You do not have to be world number one Novak Djokovic, seen here celebrating his recent Australian Open win, to benefit from playing tennis. Picture: REUTERS/JASON REED
You do not have to be world number one Novak Djokovic, seen here celebrating his recent Australian Open win, to benefit from playing tennis. Picture: REUTERS/JASON REED

OKAY, so you’re not cut from the same athletic cloth as the world’s top tennis players, Novak Djokovic and Serena Williams. Or Germany’s Angelique Kerber, who snatched the Australian Open Tennis Championship from Williams’s powerful grasp at the finals in Melbourne last weekend.

Still, tennis could be your path to fitness and fun, if not their fabulous fortune and fame.

If you’re in your 20s and haven’t held a racquet since you were a toddler, you’ve missed the professional tennis-tour boat. But experts say you can enjoy tennis recreationally at just about any age.

Tennis has a reputation as the "sport for a lifetime", with a myriad benefits, even if you aren’t very good at it. How much fun you’ll get from it depends on your competitive streak.

If you hate losing, you risk losing all gains from learning to knock that fluorescent yellow ball over the net, even with a gifted instructor and the biggest, best racquet you can buy.

In the old days, tennis balls were black or white, depending on the court’s background colour. In 1972, the International Tennis Federation introduced yellow balls after research showed they were easier for television viewers to see. Wimbledon adopted yellow balls only in 1986.

I played tennis at primary school. I either wasn’t very good or my teachers weren’t very good at spotting my talent. I prefer to think the latter.

I played tennis socially after university until motherhood and emigration intervened. I lived in London for a while, then a tiny village in the frozen Northwest Territories of Canada for a few years. It looked and felt like living on another planet — close to the Arctic Circle, under snow for six months of the year, a wind-chill factor that sent temperatures plummeting to -50°C.

It wasn’t a conducive environment for playing tennis in skimpy gear. I ran long-distance to keep fit, and learned cross-country skiing — a magical, meditative path to fitness in body and mind, but that’s for another time.
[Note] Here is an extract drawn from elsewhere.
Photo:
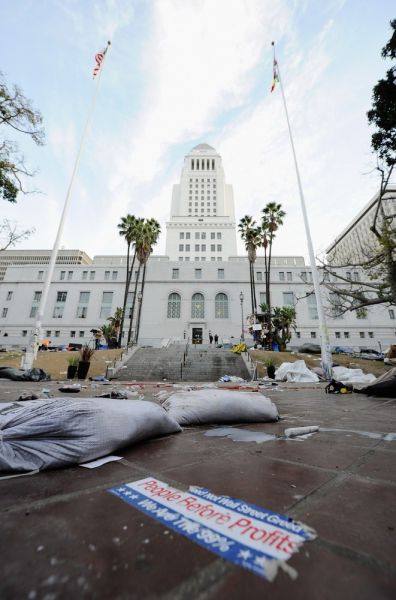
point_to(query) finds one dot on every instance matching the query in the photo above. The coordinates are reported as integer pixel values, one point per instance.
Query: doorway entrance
(197, 335)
Back to tennis and its benefits: it builds aerobic and anaerobic fitness. It improves cardiovascular fitness and energy levels, and helps muscles use oxygen more efficiently, thanks to typically short, intense bursts of activity followed by brief rest periods.
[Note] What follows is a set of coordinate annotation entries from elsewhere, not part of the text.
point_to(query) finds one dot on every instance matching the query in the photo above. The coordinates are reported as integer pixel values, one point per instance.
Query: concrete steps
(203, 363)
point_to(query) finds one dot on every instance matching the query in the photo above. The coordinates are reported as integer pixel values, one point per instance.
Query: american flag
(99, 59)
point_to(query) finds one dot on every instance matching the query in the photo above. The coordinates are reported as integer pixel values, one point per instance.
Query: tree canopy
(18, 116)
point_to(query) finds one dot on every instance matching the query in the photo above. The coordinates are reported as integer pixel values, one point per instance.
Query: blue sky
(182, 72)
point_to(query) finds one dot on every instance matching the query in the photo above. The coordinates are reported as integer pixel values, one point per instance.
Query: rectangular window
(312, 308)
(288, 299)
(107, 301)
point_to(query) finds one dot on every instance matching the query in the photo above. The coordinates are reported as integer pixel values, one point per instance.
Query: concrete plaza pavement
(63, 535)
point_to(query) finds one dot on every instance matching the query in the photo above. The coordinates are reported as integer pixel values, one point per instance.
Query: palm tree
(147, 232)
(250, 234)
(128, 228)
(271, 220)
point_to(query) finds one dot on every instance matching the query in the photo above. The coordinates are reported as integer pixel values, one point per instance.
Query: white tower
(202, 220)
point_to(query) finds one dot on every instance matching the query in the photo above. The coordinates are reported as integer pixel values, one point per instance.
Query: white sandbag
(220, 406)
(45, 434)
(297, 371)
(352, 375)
The US Tennis Association is the sport’s national governing body and self-proclaimed "recognised leader in promoting and developing the sport’s growth on every level in the US, from local communities to the crown jewel of the professional game, the US Open". On its website, it states as "fact" that tennis can:

• Halve your risk of death from any cause if you play for at least three hours a week;

• Boost mood and self-esteem, reduce depression, anger and anxiety; and

• Generate new neural connections in the brain, contributing to cerebral development because of the rapid alertness and gross and fine motor co-ordination required.

The association also claims that tennis "outperforms golf, inline skating and most other sports in developing positive personality characteristics", citing Jim Gavin, author of The Exercise Habit.

Tennis hasn’t done much positive for Australian Nick Kyrgios’s personality. Ranked 41 in the world, Kyrgios, 20, rivals another famous "tennis brat": US former champion John McEnroe, in his prime.

Kyrgios’s "talent" for racquet and umpire abuse is as well-developed as his ball skills. His temper tantrums may prevent him reaching McEnroe’s golden heights as a world number one, or rivalling the American’s reputation as "among the greatest of all time in the sport, especially for his touch on the volley".

He did not disappoint at the Australian Open, annoying even the usually supportive home crowd. He was booed for an on-court "musical meltdown" during a third-set match against Czech Tomas Berdych. Kyrgios became agitated, argumentative and verbally abusive towards the umpire after hearing music wafting from the crowd.

Along with his composure and concentration, Kyrgios went on to lose the match.

The US Tennis Association says the sport helps to develop what it quaintly refers to as "performance rituals" — the "good luck" routines many players never skip between points or before serving.

Former world number one Spaniard Rafael Nadal’s rituals look more like obsessive-compulsive quirks. His coach and uncle, Toni Nadal, has admitted Nadal’s obsessive-compulsive tendencies.

The rituals haven’t served Nadal well: he made an ignominious first-round exit at the Australian Open, continuing an extended losing streak that will once again have pundits writing him off.

Russian-American Maria Sharapova’s mindful, meditative walking to the back of the court between points proved to be no match in her rivalry with Williams. Williams once again trounced Sharapova 6-4 6-1 at Melbourne.

Tennis novices should be wary of attachment to rituals. They are no amulet against "bagels", as games or sets lost 6-0 are known in tennis jargon.

Like Djokovic, former world number one, Swiss player Roger Federer is more used to giving than receiving "bagels". Federer holds the record (the light-hearted Golden Bagel Award for male players) for dishing out the most bagels in a single season: 18 going into the Tennis Masters Cup and a total of 19 in 2006.

To my mind, Federer rivals Djokovic as the best player of all time because of the intelligent and magical mix of talent and athletic prowess he displays.

You don’t have to aim that high, but to get the most out of any fitness routine you need to have fun while doing it.